|Ryan Webb (photo: SD Dirk)|
This is somewhat old news by now, but as everyone knows, the Orioles signed right-handed relief pitcher Ryan Webb to a two-year, $4.5 million contract. Now, I assume you think it’s probably not necessary to devote space on this site for two Ryan Webb posts in as many days, and you may be right. But other than trading Jim Johnson (which we already covered here) and signing several players the casual baseball fan has never heard of, there hasn’t been much else going on in #Birdland. Additionally, despite all of the rumors yesterday that Baltimore is looking to sign an “established” closer, Webb could end up playing a significant bullpen role for the Orioles in the upcoming season, as he doesn’t appear to have as much of a platoon issue (at least in recent years) as the rest of the currently constructed bullpen.
One of the first things you probably heard after Webb signed was the fact that he’s a very similar pitcher to Jim Johnson, and to a certain extent, this is true.
Another similarity between Johnson and Webb is their reliance on throwing sinkers. According to Brooks Baseball, since 2011 Webb has thrown his sinker 59.1% of the time, nearly 15% more often than Johnson. Webb also throws a slider almost 30% of the time, and will occasionally show a four-seam fastball and a change-up that when combined, batters only see 10% of the time. Since Webb spent the last three years in the Marlins organization, it’s likely that you haven’t seen him pitch at all. So to get a quick idea of what his stuff looks like, here’s what you can likely expect to see over the next two years.

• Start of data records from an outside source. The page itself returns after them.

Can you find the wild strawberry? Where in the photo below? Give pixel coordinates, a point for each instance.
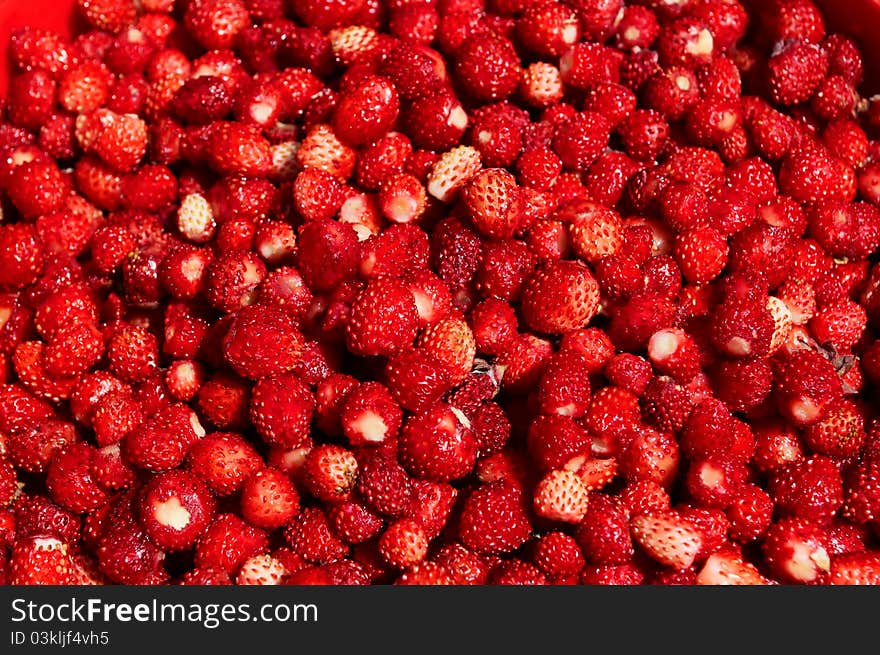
(417, 379)
(384, 303)
(30, 368)
(281, 345)
(493, 519)
(311, 536)
(580, 139)
(228, 543)
(811, 489)
(604, 533)
(384, 485)
(160, 443)
(223, 461)
(109, 15)
(21, 261)
(175, 508)
(438, 444)
(686, 42)
(281, 409)
(794, 551)
(560, 297)
(668, 539)
(40, 561)
(650, 455)
(268, 499)
(403, 544)
(69, 480)
(727, 567)
(561, 496)
(805, 382)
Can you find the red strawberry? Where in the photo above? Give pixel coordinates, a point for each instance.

To this point, Webb looks like a shrewd signing by the front office. However, there are two questions that come up when looking at his career. The first is the fact that he’s pitched most of his innings in extreme pitchers parks (San Diego and Miami). Although his career FB% of 21.8% sits well below the league average (34.3% in 2013), playing the majority of his games in those spacious stadiums could be a reason his career HR/FB% sits at a well below league average of 6.9%. With Webb now scheduled to pitch most of the time in the hitters haven that is Camden Yards, it’s easy to see why this may be a concern. However, I think this issue is overblown. Over his career, both his FB% and HR/FB% are higher when pitching away from home (24.4% FB% and 8.4% HR/FB%), but they still sit well below league averages in both categories. Pitching in Camden Yards may increase the number of home runs Webb allows ever so slightly, but it’s not going to turn him into a different pitcher.

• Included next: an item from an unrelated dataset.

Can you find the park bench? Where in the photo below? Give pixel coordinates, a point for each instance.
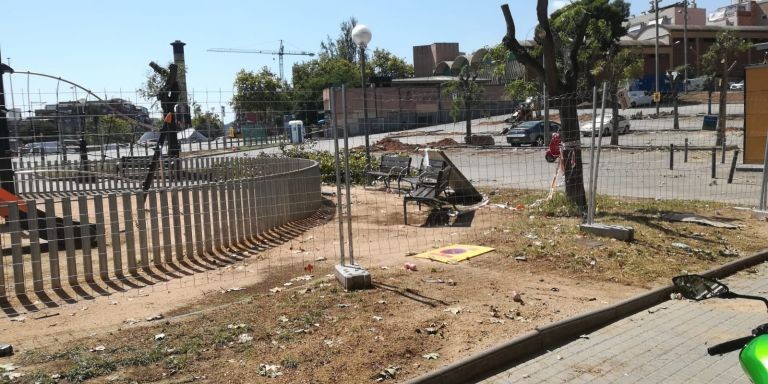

The other issue is more worrisome. Since pitching with an average four-seam fastball velocity greater than 96 mph in 2009, Webb’s fastball and sinker velocities have decreased in each year since. And while the decreases between 2009 and 2012 were gradual, the 2013 season saw quite the fall off.

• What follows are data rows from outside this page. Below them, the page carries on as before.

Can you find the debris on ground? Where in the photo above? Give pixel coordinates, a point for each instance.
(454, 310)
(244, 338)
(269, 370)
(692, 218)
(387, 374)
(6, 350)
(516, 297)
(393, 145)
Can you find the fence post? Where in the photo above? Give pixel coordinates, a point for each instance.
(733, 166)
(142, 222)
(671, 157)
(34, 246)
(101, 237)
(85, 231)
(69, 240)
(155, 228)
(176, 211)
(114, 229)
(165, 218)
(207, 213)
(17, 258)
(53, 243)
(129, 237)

That’s not a good looking trend, and one you normally wouldn’t expect to see for a guy who is still just 27 years old. I have not seen anything saying that Webb was not 100% healthy, and other than a DL stint for shoulder inflammation in 2011, he’s been pretty durable over the course of his career. It’s possible that he wasn’t 100% out of spring training, as his velocity was way down in April, gradually increasing to approximately 2011 levels by September. This isn’t something to worry about now, but it is something to keep an eye on.
A poor man’s Jim Johnson, Webb could likely handle the closing role if the Orioles fail to sign a “proven” closer, although it’s been rumored that Tommy Hunter would get that job if no one else is brought in from outside the organization. As Matt pointed out yesterday, Johnson was also once thought of as an unlikely candidate for the closer position. However, after two very successful years holding that position in Baltimore, he is just another example that closers are made, not born. It’s possible that Webb could follow that same path as Johnson, especially since he is able to get hitters out using very similar methods.
After trading Jim Johnson and saving the projected $10 million he is expected to earn in 2014, signing Ryan Webb appears to be an excellent strategy by the front office. In Webb, they get a similar pitcher for two years at less than half the cost of one year of Johnson. And with Machado and Hardy manning the left side of the infield, a lot of the groundballs Webb generates should turn into plenty of outs. Now, let’s just hope that the front office doesn’t use the rest of the savings from the Jim Johnson trade on a “proven” closer, as this team has plenty of other holes to fill.